Forward-thinking coastal communities aren’t trying to build up walls against rising water—they’re figuring out how to soak it in.
“You can’t just put stormwater in a pipe and get it out of the city as fast as possible,” says Camille Manning Broome, Center for Planning Excellence’s president and CEO. “Cities of the future will look quite different from the cities of today in that any new dollars will need to account for climate change. That means a lot of green infrastructure when it comes to thinking about stormwater drainage.”
What will that mean for us, in a region that’s on the frontlines of extreme weather events? Look to the parish’s parks for a preview.
During the catastrophic 2016 floods, some residents dodged a bullet when water diverted away from their neighborhoods and into low-lying conservation areas and parks. That porous greenspace was able to soak up and retain almost 10 billion gallons of water, according to Reed Richard, BREC’s assistant superintendent of planning and engineering.
“Our goal right now is to move forward in a more intentional way of designing our parks to increase the capacity to store floodwater with nature-based solutions,” Richard says. “And they are designed in such a way that when they aren’t flooded, they’re still a great recreational amenity.”
In much the same way apartment complexes or subdivisions build retention ponds to capture runoff from parking lots during a storm, new parks are being designed to do that, too. But they’d also employ other tricks we’re already seeing at some BREC facilities.
The modern visitor center at Magnolia Mound has a green roof that blends into the landscape and uses natural vegetation to capture and filter rainwater. New parking lots at Bluebonnet Swamp Nature Center are a mixture of gravel, turf and reinforced soil that can take a beating from cars while also pulling water into the ground rather than sending it off into ditches as a concrete lot would.

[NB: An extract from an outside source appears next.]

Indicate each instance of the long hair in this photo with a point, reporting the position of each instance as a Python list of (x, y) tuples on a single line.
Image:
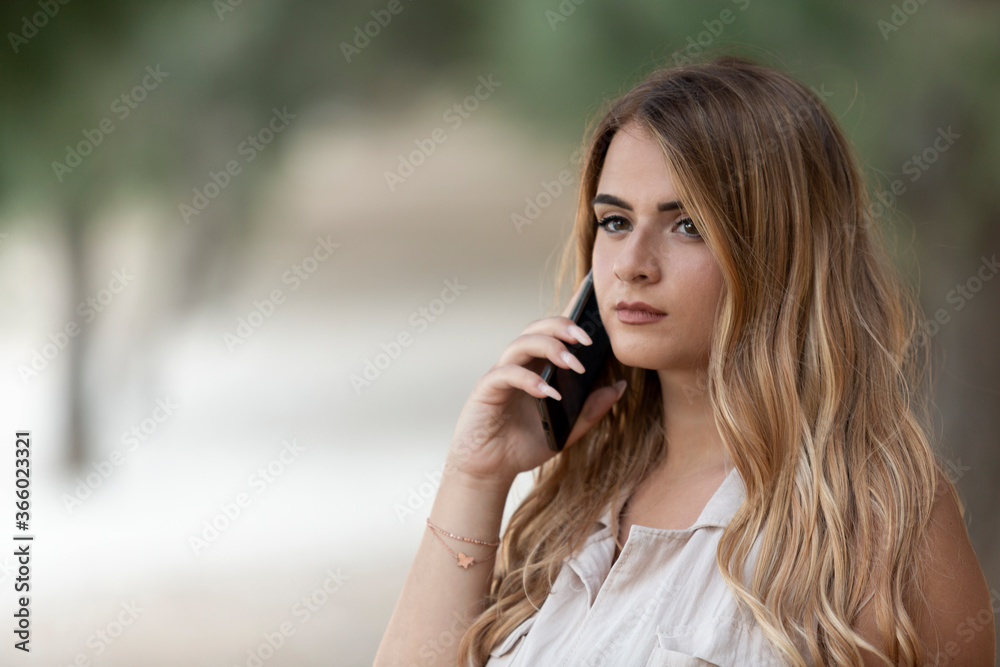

Amanda Takacs, BREC’s assistant director of natural resource management, says they are also looking at floating boardwalks that would rise and fall with floodwaters and building materials that can withstand a good soaking and don’t require much effort to rebuild or clean up. When it comes to landscaping, her team uses only native plant species better adapted to take in water or with deeper roots that hang onto soil and reduce erosion.
But are these lessons from the parks system transferable to commercial and residential construction in a city full of rapidly growing suburbs?
Richard looks to places like Amsterdam as an example of how to do it right. It’s below sea level and surrounded by water. But all of its infrastructure improvements have been streamlined. Rather than focusing on costly projects to keep water at bay, it uses greener solutions.
“Everyone is at the table. So you come up with more innovative ideas and maximize every bit of open space,” he says. “They look at the city as a sponge, and so there’s a multitude of things that they do that are just not that hard to imagine here. It’s just that they have the political will to do so.”
Takacs says BREC’s improvements, inspired by such sponge cities, could serve as a model for city planners.
“A lot of these changes are going to require some education, both for the public and policymakers,” Takacs says. “And if we have these spots where we can take people to get them used to seeing what some of this green infrastructure looks like, I think that’s a big help for the learning curve, too.” brec.org
Number of consecutive days the Mississippi River stayed above flood stage this year—a new record. According to a recent report from The Water Institute of the Gulf, that will only get worse. The report concluded that while high river levels are cyclical, the peaks are getting higher and greater in volume.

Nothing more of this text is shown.